# Aufklappbare Panels



## cmdrsamu (7. Dez 2010)

Hi,

ich möchte gern eine Art aufklappbares Panel mit Swing erstellen. Ich weiß allerdings nicht so recht, wie ich hier rangehe, weil ich keine Komponente auf den ersten Blick entdeckt habe die dies schnell und einfach lösen würde. 

Mein Ziel sollte in etwa so Aussehen, wie zB in Netbeans diese Palette:





Es wäre zB auch günstig das vom Betriebssystem vorgegebene Dinge wie dieses + - Kästchen genutzt werden könnten.

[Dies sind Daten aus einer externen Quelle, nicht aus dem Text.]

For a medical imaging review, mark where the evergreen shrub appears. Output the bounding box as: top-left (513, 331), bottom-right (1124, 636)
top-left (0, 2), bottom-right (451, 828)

Hat da jemand eine Idee, wie man das recht einfach umsetzen könnte?


----------



## Guybrush Threepwood (7. Dez 2010)

Es gibt ziemlich viele Projekte, bei denen solche Sachen verfügbar sind, z. B. die TaskPane bei L2FProd.com - Common Components, oder auch bei https://swingx.dev.java.net/
Schon mal unter Additional Swing Components for Java | tutego gestöbert? Man muss ja nicht immer alles neu erfinden.


----------



## cmdrsamu (7. Dez 2010)

Genau das war auch meine Intention 

Vielen Dank für die Links, werde ich mir mal was schönes raussuchen.


----------